Today in Christian History
709: Saint Bertin’s Finished Race
September 5, 709 marks the death of Saint Bertin, longtime abbot of the monastery at Sithiu (later known as Saint-Bertin, near today’s Saint-Omer). Sent into the still-rough Frankish borderlands alongside the missionary bishop Omer, Bertin helped found a community where worship, Scripture-shaped discipline, and patient instruction formed both monks and local believers. He did not win fame by a single dramatic moment, but by decades of steady shepherding—praying, teaching, correcting, and serving until his strength was spent. His finished race reminds us that quiet perseverance is true Christian heroism.

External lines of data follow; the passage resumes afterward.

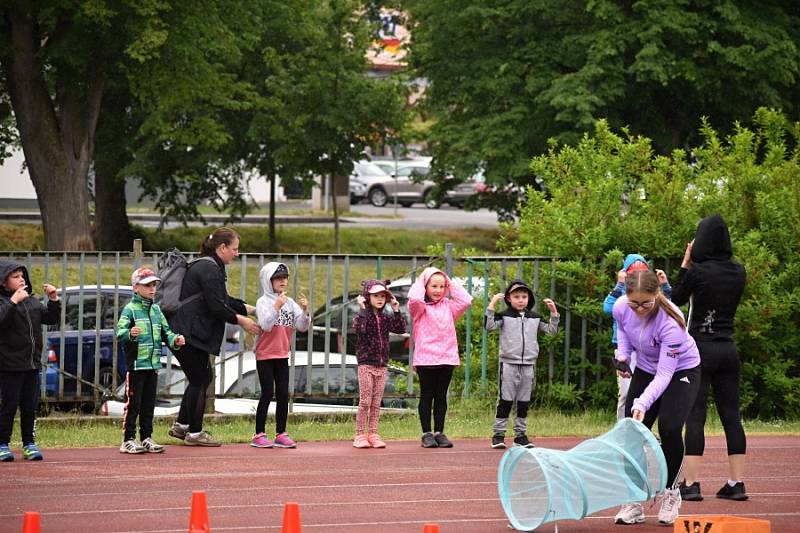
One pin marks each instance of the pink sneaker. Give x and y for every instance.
(284, 441)
(361, 442)
(375, 441)
(260, 440)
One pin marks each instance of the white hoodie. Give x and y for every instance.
(277, 326)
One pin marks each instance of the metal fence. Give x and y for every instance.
(95, 287)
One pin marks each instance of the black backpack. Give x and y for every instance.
(172, 267)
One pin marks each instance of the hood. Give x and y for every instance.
(367, 284)
(631, 259)
(265, 277)
(712, 240)
(7, 267)
(519, 284)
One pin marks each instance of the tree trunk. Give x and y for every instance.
(57, 141)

1538: A Bible Set Before the People
Thomas Cromwell, acting in Henry VIII’s name, issued fresh injunctions to England’s clergy that pressed church life toward clearer obedience to God’s Word. Parish churches were ordered to provide an English Bible for public reading, while practices that had drifted into superstition—such as abused images and popular pilgrimages—were curtailed. Clergy were also required to begin keeping careful parish registers of baptisms, marriages, and burials, bringing needed honesty and order to pastoral care. In a turbulent age, these commands stirred both resistance and courage, yet they helped many hear Scripture afresh and seek a purer devotion to Christ.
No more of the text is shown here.